De fils en aiguilles, je suis arrivée, je ne sais comment sur ce…
Je n’ose prononcer son nom tellement le souvenir de cette terrible aventure, a été traumatisant. Mon sang se glace dans mes veines, des frisons parcourent mon corps tout entier rien qu’en évoquant cet épisode… Mais je dois faire un effort. Je dois témoigner afin de permettre aux blog-amis, aux autres blogeurs, les actuels & les futurs, aux adeptes du cyber-monde, de prendre conscience de l’existence de cette menace & qu’un jour, elle pourrait venir ébranler leur vie, peut-être l’anéantir… Ces dangers, même s’ils n’évoluent que dans l’univers virtuel, sont réels. Pire, depuis peu, ils ont la capacité à passer d’un état à un autre par un phénomène de transmutation. Ils nous guettent continuellement ! Au détour d’un clic de souris sur un lien choisi au hasard, ils nous condamnent à devenir leur proie.
J’étais donc arrivée sur un blog aux couleurs très flamboyantes, aux animations étonnamment attirantes.

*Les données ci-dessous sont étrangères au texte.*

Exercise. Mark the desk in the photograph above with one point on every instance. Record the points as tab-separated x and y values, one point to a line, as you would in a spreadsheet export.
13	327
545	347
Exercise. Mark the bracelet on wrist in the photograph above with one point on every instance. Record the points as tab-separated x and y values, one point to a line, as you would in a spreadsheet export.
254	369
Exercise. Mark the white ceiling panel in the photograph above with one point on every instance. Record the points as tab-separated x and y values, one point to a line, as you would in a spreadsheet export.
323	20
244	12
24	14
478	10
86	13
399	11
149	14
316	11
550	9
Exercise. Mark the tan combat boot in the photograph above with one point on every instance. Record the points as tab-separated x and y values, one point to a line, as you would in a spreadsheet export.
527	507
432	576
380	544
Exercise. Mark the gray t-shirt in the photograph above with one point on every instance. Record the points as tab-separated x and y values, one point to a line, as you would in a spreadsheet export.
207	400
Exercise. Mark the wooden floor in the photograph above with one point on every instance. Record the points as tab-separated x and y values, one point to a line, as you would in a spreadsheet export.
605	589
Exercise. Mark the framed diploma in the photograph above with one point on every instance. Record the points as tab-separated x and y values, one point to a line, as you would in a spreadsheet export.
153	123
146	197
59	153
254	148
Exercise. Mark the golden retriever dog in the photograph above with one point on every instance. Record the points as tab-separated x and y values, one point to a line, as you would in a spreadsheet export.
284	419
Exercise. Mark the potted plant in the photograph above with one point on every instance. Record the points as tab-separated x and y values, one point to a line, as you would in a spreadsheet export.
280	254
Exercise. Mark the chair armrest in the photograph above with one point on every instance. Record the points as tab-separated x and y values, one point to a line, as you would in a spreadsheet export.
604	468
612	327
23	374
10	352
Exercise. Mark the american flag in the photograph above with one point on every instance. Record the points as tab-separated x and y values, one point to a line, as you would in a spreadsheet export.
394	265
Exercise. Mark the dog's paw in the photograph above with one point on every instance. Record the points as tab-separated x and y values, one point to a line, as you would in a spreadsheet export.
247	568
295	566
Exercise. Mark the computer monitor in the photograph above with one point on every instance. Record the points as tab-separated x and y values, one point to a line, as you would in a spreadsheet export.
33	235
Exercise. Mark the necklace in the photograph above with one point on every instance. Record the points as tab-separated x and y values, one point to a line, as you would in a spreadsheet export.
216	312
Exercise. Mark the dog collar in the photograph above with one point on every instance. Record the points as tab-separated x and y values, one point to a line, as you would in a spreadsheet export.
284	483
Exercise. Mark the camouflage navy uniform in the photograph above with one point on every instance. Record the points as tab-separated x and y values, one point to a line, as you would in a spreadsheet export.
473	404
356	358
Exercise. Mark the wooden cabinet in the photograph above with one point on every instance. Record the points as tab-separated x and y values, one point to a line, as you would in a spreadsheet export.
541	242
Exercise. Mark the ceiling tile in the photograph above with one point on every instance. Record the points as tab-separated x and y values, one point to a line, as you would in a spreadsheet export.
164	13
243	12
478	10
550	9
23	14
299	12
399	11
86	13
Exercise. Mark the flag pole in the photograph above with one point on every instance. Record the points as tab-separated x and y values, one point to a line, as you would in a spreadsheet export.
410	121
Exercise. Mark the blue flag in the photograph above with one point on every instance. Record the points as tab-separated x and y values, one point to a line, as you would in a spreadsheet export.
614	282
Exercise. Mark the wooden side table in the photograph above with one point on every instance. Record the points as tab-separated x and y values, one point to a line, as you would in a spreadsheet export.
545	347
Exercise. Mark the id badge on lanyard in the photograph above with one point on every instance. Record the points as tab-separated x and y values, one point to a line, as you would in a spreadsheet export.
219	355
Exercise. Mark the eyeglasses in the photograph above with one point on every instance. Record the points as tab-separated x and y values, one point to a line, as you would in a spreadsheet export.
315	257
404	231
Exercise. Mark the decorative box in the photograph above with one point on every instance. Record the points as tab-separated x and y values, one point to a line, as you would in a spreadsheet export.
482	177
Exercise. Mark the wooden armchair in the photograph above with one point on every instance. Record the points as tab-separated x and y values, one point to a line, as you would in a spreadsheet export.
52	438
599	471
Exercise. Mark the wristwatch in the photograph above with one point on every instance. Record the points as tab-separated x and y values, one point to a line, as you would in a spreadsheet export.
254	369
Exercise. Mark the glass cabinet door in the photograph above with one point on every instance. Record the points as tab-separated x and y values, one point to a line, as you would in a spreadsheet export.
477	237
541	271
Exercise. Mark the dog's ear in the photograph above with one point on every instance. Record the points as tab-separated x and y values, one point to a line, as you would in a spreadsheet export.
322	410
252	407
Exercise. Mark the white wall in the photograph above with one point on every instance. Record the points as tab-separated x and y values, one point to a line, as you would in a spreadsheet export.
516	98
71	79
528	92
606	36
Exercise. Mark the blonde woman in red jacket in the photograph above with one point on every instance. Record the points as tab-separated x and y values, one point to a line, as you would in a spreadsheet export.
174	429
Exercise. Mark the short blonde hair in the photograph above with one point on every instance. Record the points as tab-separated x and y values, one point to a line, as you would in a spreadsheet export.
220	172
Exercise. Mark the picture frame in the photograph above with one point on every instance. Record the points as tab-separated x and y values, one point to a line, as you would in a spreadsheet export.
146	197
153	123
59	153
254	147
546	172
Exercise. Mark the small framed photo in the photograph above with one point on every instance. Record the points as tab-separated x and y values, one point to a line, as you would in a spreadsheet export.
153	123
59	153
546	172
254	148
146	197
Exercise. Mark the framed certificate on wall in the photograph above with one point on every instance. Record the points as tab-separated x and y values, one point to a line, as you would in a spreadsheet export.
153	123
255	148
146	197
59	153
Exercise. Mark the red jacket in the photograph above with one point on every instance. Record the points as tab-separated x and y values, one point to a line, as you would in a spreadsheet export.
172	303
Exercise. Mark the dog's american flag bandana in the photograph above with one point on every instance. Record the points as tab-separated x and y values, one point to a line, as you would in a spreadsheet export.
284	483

Mon regard ne pouvait s’en détacher jusqu’au moment où elles se sont fondues à l’arrière-plan du blog qui lui-même s’est estompé, perdant toutes notions de couleurs ; seules les nuances de blancs, gris et noirs subsistaient, laissant apparaître des images de cataclysmes, de chaos… Des êtres de tous âges étaient représentés en larmes, leur visage était déformé par des grimaces d’une souffrance extrême. Ils se maintenaient les mains sur les oreilles comme pour éviter que leurs tympans n’explosent, à cause de ce sifflement strident qu’il me semblait presque entendre.

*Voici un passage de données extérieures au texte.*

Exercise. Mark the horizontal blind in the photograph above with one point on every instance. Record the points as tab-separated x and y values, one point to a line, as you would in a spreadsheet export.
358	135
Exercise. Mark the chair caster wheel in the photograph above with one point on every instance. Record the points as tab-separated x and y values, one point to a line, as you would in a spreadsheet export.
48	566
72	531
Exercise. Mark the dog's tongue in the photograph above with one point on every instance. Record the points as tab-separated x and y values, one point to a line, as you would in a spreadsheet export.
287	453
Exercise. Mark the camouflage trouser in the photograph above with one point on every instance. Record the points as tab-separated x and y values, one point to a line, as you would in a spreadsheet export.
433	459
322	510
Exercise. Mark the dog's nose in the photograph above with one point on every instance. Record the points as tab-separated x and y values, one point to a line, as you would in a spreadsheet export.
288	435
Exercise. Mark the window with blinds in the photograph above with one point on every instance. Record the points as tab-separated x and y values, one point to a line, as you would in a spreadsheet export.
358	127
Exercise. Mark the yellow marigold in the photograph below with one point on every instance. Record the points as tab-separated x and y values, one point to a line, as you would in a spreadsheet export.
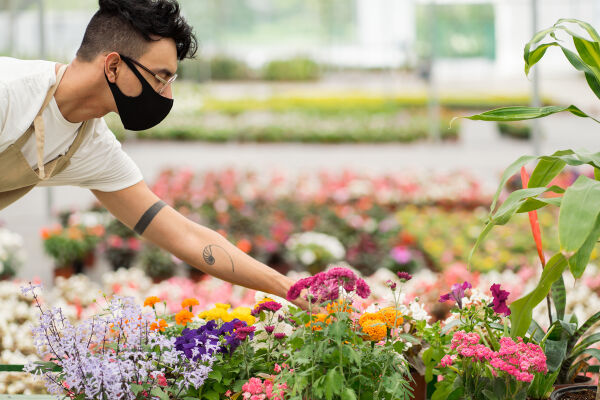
151	301
392	317
243	314
374	330
336	306
183	317
189	303
159	325
317	319
370	317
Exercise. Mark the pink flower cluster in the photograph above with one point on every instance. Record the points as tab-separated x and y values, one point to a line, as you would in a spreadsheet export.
325	286
518	359
272	306
256	389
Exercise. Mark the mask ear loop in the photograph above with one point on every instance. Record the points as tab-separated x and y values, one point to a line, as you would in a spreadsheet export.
139	75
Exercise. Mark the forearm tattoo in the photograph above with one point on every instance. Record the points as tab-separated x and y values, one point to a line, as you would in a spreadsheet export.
148	216
209	258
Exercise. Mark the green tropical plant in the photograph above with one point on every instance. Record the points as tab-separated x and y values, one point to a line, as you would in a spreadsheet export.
568	348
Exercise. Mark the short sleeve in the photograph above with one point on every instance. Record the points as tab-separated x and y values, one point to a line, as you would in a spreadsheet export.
100	163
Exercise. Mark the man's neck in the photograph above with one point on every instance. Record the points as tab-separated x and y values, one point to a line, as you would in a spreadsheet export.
81	95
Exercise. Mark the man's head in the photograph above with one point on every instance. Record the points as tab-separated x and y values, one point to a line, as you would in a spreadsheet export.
134	46
129	26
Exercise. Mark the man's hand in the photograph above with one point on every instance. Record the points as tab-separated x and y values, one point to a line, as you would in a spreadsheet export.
197	245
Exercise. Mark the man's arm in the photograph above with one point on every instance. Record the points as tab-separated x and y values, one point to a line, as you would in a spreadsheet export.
197	245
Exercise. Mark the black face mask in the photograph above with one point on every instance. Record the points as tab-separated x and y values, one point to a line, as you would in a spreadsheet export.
140	112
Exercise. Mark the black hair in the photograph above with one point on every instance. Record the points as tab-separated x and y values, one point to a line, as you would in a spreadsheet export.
128	26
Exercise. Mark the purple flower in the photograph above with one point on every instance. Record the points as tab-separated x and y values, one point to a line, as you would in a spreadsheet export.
500	297
404	276
243	333
457	292
272	306
362	289
401	254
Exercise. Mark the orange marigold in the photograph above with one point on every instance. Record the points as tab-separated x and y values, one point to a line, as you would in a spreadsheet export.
317	320
151	301
374	330
183	317
336	306
392	317
189	303
159	325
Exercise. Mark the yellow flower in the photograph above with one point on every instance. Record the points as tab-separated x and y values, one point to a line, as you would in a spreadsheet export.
189	303
336	306
183	317
243	314
159	325
391	317
375	330
151	301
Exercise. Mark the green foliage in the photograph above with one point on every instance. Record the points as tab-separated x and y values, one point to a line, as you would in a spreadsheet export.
515	130
295	69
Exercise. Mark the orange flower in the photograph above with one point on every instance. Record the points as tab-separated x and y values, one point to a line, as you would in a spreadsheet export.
159	325
391	317
151	301
245	245
317	320
375	330
336	306
189	303
183	317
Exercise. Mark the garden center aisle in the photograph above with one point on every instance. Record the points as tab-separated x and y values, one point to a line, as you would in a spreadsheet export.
480	151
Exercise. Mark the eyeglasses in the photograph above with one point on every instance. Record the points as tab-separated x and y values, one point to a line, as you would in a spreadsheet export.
164	82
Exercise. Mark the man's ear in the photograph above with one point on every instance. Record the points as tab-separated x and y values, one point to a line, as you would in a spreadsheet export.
112	65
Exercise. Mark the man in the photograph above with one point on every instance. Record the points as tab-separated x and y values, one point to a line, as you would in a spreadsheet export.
52	131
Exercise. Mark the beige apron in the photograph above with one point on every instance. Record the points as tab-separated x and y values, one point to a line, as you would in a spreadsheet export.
17	178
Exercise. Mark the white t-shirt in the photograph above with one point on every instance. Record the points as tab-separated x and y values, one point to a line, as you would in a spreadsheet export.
100	163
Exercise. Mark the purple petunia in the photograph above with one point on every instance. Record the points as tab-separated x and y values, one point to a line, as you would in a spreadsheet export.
500	297
457	292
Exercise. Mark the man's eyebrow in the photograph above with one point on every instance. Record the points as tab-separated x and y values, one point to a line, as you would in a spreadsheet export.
164	71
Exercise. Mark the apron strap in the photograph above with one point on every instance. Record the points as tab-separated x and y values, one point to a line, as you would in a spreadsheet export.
38	123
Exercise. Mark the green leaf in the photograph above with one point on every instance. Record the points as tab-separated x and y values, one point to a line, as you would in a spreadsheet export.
521	309
216	375
348	394
579	261
559	297
521	113
556	352
546	169
507	174
211	395
578	214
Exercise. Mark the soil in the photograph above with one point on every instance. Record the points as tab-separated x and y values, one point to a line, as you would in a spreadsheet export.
583	395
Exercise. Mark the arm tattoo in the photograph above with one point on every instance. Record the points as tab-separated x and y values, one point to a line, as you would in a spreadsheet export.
210	259
148	216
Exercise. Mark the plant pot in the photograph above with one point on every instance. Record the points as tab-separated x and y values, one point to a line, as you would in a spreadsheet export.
560	393
65	271
580	380
418	386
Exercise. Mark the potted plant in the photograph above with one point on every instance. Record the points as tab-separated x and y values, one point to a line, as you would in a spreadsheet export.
579	204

J’ai voulu interrompre la consultation de ce blog en essayant d’en sélectionner un autre et en fermant mon navigateur, mais rien n’y faisait ; il ne répondait plus. Même l’arrêt du système était rendu impossible. L’affichage restait bloqué sur l’une des images qui s’était agrandie en mode plein écran. Les personnages se sont animés. Ils se rapprochaient de la vitre de l’écran et me regardaient comme s’ils souhaitent s’adresser à moi. Des sons incompréhensibles, devenant des murmures plus perceptibles, sortaient de leur bouche… Ils récitaient, inlassablement, la même phrase sur un ton monotone comme une incantation. Bien que leurs paroles aient été audibles, je n’arrivais pas à les comprendre. Étrangement, les sons s’étaient amplifiés, devenant insupportables. À mon tour, je me suis retrouvée grimaçante devant l’écran & mettant mes mains sur les oreilles afin de les protéger.
Puis d’un seul coup tout s’est arrêté.
Le silence régnait dans mon appartement. Sur mon ordinateur, le blog avait disparu pour laisser place à ma page de messagerie indiquant l’arrivée d’un nouveau message. Échaudée, j’ai préféré abandonner la connexion, éteindre l’ordinateur & aller me coucher, en me disant que demain serait un jour meilleur.
Malheureusement cette mésaventure n’était pas terminée ; bien au contraire, elle ne faisait que commencer.